El sueño te deshidrata más de lo que crees
Uno de los argumentos más sorprendentes del especialista tiene que ver con la hidratación. Dormir es un proceso de deshidratación: solo a través de la humedad del aliento, el cuerpo puede perder casi un litro de agua durante la noche.
A esto hay que sumarle que el café es un diurético. Tal como señala el propio Breus:
«Ya has perdido un litro de agua, y ahora añades varias tazas de cafeína que te van a hacer correr al baño. Te vas a deshidratar antes de que todo haya terminado.»
Por eso, el médico aconseja beber entre 3 y 4 vasos de agua durante los primeros 90 minutos después de despertar, antes de acercarte a la cafetera.
El cortisol y la adrenalina: por qué el café temprano es menos efectivo
Hay otro motivo de peso para retrasar el café. Nada más despertar, el cerebro está inundado de cortisol y adrenalina, dos hormonas que ya actúan como potentes estimulantes naturales.
Añadir cafeína en ese momento es, según Breus, como darle un té suave a alguien que ya está bajo los efectos de un estimulante muy potente: simplemente no tiene el mismo impacto.
Sin embargo, si esperas esos 90 minutos, los niveles de cortisol y adrenalina descienden de forma natural.
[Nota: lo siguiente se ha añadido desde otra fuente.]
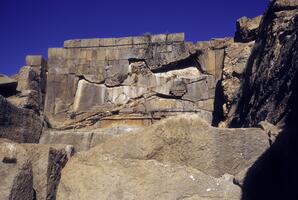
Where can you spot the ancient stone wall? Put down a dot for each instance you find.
(137, 79)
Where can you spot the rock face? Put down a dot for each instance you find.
(114, 178)
(168, 155)
(31, 85)
(247, 29)
(137, 113)
(7, 85)
(82, 139)
(270, 82)
(136, 78)
(16, 181)
(19, 124)
(38, 166)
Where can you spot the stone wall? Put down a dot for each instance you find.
(133, 78)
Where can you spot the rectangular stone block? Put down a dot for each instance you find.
(34, 60)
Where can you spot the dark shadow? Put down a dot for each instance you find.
(275, 174)
(218, 103)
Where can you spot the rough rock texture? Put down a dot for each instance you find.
(271, 75)
(16, 181)
(168, 160)
(46, 163)
(136, 77)
(7, 85)
(31, 85)
(247, 29)
(19, 124)
(109, 177)
(189, 140)
(83, 139)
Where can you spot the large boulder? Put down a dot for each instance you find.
(19, 124)
(247, 29)
(177, 157)
(39, 165)
(268, 91)
(189, 140)
(7, 85)
(31, 84)
(16, 181)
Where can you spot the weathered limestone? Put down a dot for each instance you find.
(43, 164)
(83, 140)
(16, 181)
(7, 85)
(164, 161)
(189, 140)
(247, 29)
(107, 77)
(109, 177)
(19, 124)
(268, 91)
(236, 58)
(31, 86)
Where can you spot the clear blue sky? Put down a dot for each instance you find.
(32, 26)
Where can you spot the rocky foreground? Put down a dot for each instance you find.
(155, 117)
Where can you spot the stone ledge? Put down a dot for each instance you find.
(125, 41)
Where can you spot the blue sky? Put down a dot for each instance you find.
(32, 26)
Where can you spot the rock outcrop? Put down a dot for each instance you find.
(247, 29)
(19, 124)
(270, 81)
(7, 85)
(33, 167)
(31, 85)
(113, 178)
(182, 152)
(137, 114)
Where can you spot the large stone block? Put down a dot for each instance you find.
(38, 165)
(18, 124)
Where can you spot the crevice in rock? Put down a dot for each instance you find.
(190, 61)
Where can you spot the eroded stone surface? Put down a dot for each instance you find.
(44, 163)
(105, 77)
(19, 124)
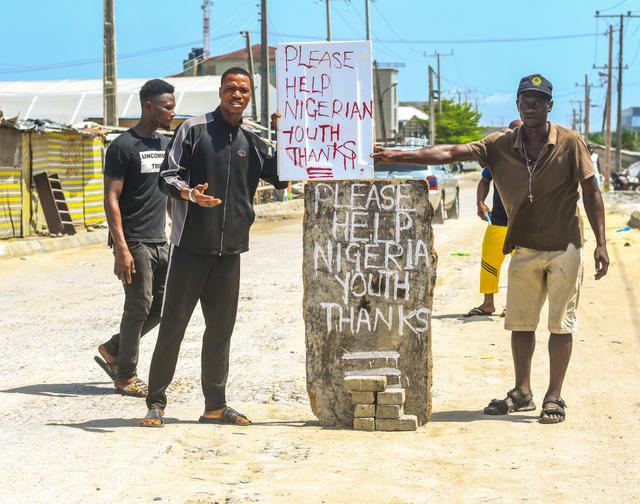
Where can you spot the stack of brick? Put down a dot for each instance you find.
(376, 393)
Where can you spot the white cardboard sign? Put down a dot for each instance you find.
(325, 100)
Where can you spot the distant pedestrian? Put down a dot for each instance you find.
(537, 169)
(493, 242)
(136, 213)
(212, 169)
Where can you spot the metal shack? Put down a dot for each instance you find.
(28, 148)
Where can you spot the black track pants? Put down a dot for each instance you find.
(214, 280)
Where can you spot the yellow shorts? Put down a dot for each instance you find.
(492, 258)
(536, 274)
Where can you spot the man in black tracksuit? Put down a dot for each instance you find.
(211, 170)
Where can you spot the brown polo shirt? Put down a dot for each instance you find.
(552, 220)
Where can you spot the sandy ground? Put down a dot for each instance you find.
(66, 437)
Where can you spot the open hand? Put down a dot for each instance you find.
(124, 267)
(274, 120)
(483, 210)
(602, 261)
(382, 155)
(202, 199)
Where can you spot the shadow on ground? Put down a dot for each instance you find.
(465, 320)
(62, 389)
(106, 425)
(461, 416)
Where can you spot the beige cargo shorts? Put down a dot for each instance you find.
(536, 274)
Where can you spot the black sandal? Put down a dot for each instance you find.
(520, 402)
(553, 410)
(229, 416)
(153, 414)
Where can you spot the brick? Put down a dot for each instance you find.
(367, 424)
(364, 410)
(363, 397)
(388, 411)
(404, 423)
(371, 383)
(391, 396)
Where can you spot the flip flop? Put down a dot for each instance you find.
(137, 388)
(477, 311)
(153, 414)
(229, 416)
(110, 369)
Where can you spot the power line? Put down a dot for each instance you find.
(92, 61)
(454, 41)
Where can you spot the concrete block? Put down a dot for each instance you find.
(363, 398)
(404, 423)
(391, 396)
(354, 361)
(364, 410)
(359, 383)
(367, 424)
(389, 411)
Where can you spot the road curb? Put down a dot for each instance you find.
(19, 247)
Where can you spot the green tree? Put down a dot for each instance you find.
(457, 123)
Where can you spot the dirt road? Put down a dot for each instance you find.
(66, 437)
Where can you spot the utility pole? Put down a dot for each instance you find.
(620, 68)
(607, 111)
(109, 75)
(587, 106)
(437, 56)
(432, 110)
(205, 27)
(264, 68)
(607, 128)
(254, 107)
(383, 126)
(367, 21)
(577, 126)
(328, 20)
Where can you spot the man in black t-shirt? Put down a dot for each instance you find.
(136, 212)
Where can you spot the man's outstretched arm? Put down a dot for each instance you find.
(437, 154)
(594, 207)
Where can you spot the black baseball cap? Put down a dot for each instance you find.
(535, 82)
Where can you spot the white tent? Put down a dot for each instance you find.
(72, 101)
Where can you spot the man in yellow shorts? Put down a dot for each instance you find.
(493, 242)
(538, 169)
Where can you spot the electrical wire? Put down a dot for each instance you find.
(92, 61)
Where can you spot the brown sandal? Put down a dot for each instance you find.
(136, 388)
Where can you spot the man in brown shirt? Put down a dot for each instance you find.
(537, 169)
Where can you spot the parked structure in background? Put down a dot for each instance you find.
(197, 65)
(631, 118)
(412, 122)
(30, 148)
(73, 101)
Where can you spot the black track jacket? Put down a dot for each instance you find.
(232, 160)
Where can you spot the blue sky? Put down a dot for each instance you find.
(62, 39)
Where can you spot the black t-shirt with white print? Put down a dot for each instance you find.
(143, 206)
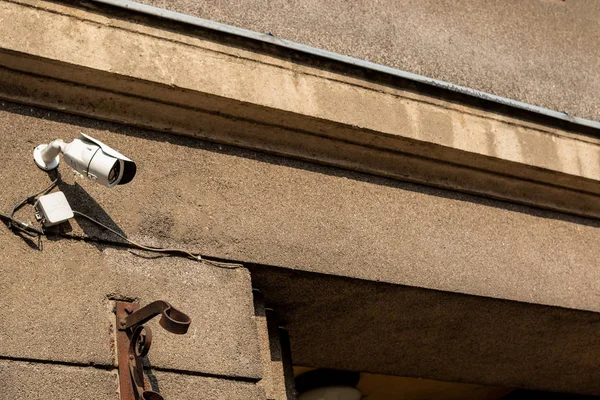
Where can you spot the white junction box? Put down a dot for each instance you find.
(54, 209)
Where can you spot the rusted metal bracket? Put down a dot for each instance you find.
(134, 340)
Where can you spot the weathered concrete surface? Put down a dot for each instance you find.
(231, 94)
(185, 387)
(273, 377)
(33, 381)
(540, 52)
(240, 204)
(56, 306)
(390, 329)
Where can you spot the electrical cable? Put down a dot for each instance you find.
(195, 257)
(32, 231)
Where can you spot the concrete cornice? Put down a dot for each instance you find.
(122, 68)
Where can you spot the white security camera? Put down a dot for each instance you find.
(89, 157)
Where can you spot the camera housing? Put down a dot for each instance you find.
(88, 156)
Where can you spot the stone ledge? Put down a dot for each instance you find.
(134, 73)
(41, 381)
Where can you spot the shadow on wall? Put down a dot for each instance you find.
(86, 201)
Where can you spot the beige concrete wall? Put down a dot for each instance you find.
(243, 205)
(259, 209)
(543, 52)
(182, 81)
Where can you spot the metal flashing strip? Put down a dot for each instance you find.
(561, 117)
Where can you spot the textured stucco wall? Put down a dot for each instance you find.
(543, 52)
(243, 205)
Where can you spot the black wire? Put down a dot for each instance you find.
(180, 252)
(32, 231)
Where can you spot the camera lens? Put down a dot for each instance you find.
(113, 175)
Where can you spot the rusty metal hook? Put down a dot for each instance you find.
(134, 340)
(172, 319)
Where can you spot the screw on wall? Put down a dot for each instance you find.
(134, 340)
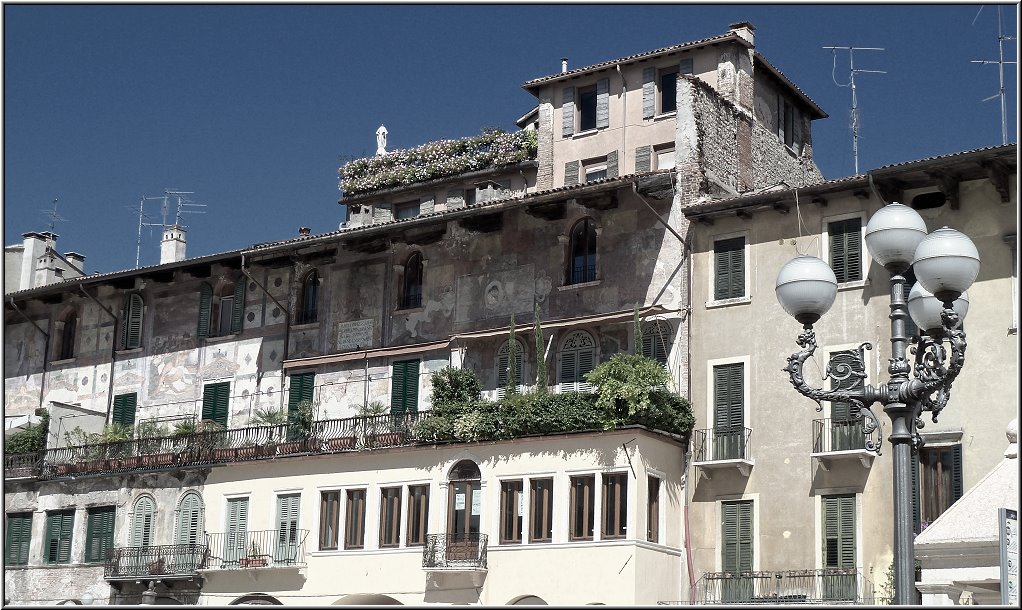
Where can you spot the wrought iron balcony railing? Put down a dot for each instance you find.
(454, 552)
(239, 444)
(829, 585)
(22, 465)
(166, 561)
(263, 549)
(715, 444)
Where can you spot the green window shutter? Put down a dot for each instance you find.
(571, 173)
(124, 409)
(204, 309)
(643, 158)
(567, 111)
(216, 401)
(237, 316)
(648, 93)
(18, 540)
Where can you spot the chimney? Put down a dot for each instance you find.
(172, 248)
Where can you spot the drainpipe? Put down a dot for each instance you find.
(287, 322)
(46, 348)
(113, 348)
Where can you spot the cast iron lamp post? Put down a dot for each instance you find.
(945, 263)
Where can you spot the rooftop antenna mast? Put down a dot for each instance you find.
(1001, 73)
(854, 101)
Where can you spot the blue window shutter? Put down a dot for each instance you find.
(648, 92)
(567, 111)
(603, 103)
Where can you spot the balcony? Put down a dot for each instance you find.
(829, 585)
(238, 444)
(22, 465)
(265, 549)
(455, 552)
(715, 449)
(165, 561)
(835, 440)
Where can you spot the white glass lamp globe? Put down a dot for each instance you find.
(946, 264)
(925, 308)
(805, 288)
(892, 235)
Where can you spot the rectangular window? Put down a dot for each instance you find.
(59, 529)
(216, 400)
(729, 268)
(615, 505)
(418, 514)
(653, 510)
(99, 533)
(329, 519)
(390, 517)
(729, 411)
(355, 519)
(124, 409)
(512, 512)
(668, 90)
(541, 510)
(18, 538)
(846, 249)
(583, 508)
(736, 529)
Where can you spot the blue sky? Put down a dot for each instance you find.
(254, 107)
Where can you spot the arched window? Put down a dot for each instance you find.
(656, 337)
(411, 295)
(504, 366)
(582, 266)
(143, 521)
(131, 322)
(577, 358)
(308, 298)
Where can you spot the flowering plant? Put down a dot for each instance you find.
(437, 159)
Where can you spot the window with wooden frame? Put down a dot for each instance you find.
(99, 533)
(846, 249)
(308, 306)
(18, 538)
(615, 505)
(216, 402)
(653, 509)
(390, 517)
(418, 514)
(59, 531)
(541, 510)
(512, 512)
(329, 519)
(583, 508)
(355, 519)
(729, 268)
(131, 322)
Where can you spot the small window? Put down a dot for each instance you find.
(541, 510)
(355, 519)
(329, 519)
(18, 540)
(418, 514)
(411, 295)
(615, 505)
(583, 513)
(390, 517)
(512, 512)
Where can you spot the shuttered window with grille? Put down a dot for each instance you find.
(846, 249)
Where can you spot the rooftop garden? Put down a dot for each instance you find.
(493, 148)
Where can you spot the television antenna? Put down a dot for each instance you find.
(1001, 73)
(851, 82)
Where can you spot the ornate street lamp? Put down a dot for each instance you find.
(945, 263)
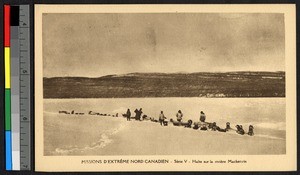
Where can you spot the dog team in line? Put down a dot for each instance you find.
(202, 124)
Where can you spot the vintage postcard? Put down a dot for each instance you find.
(165, 88)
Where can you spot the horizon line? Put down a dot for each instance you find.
(161, 73)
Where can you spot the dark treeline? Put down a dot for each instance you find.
(230, 84)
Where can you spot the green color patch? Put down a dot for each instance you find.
(7, 110)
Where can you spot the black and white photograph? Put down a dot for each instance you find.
(147, 84)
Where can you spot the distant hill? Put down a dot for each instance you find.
(203, 84)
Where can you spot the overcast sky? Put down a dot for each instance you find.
(93, 45)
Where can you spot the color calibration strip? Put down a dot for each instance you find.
(8, 142)
(17, 87)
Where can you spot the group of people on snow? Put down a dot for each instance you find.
(202, 125)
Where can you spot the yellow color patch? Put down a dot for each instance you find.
(7, 67)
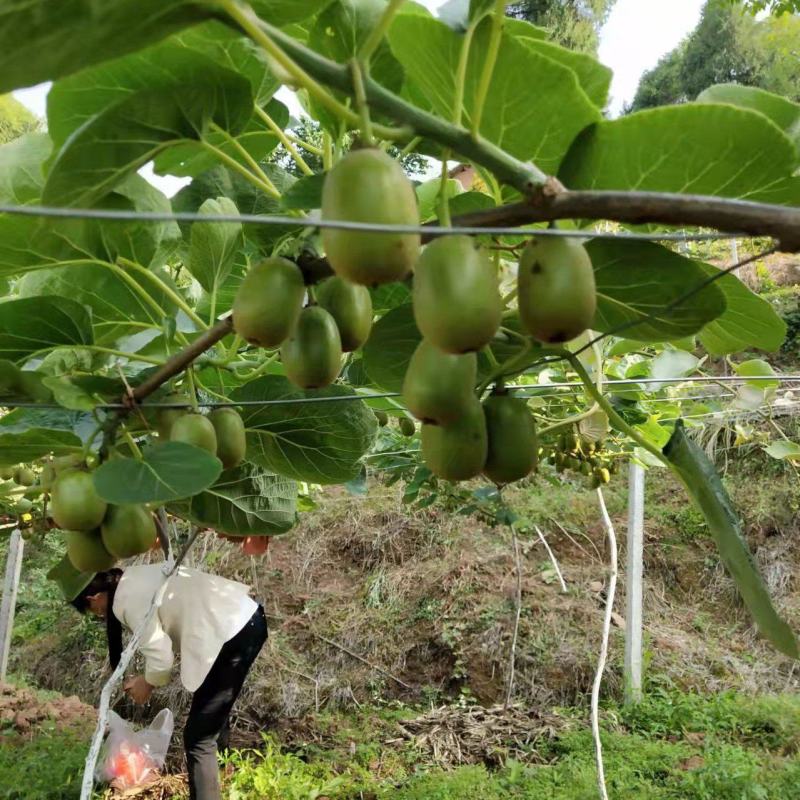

En ese momento, la cafeína potencia el efecto del cortisol residual y te da un impulso mucho mayor por el mismo consumo, según explica el especialista.
Lo que dice la investigación científica
Un estudio de 2025 realizado por la Universidad de Arizona va incluso un paso más allá y recomienda esperar hasta dos horas después de despertar antes de tomar café.
El doctor Michael Gardner, de esa misma universidad, lo explica así:
- Durante el sueño, los niveles de adenosina en el cerebro descienden hasta su punto más bajo.
- La cafeína funciona bloqueando la adenosina, pero si hay poca cantidad de esta sustancia, el efecto del café será mínimo.
- Esperar a que los niveles de adenosina suban de nuevo hace que la cafeína actúe con mucha mayor eficacia.
Los investigadores también creen que evitar el café por la mañana temprano podría ayudar a prolongar el efecto de la cafeína hasta bien entrada la tarde, previniendo así esa conocida bajada de energía a media tarde que tantas personas experimentan.
Consejos adicionales sobre alimentación y salud
En línea con este tipo de recomendaciones nutricionales, los expertos también han señalado que ciertos quesos son especialmente beneficiosos para reducir la presión arterial. Entre los más recomendados figuran el queso suizo, la mozzarella, el queso de cabra y la ricotta.
Asimismo, se ha estudiado la diferencia entre los pimientos rojos y los verdes: el rojo destaca por su mayor contenido calórico, en carbohidratos y en vitaminas, mientras que el verde es más rico en calcio.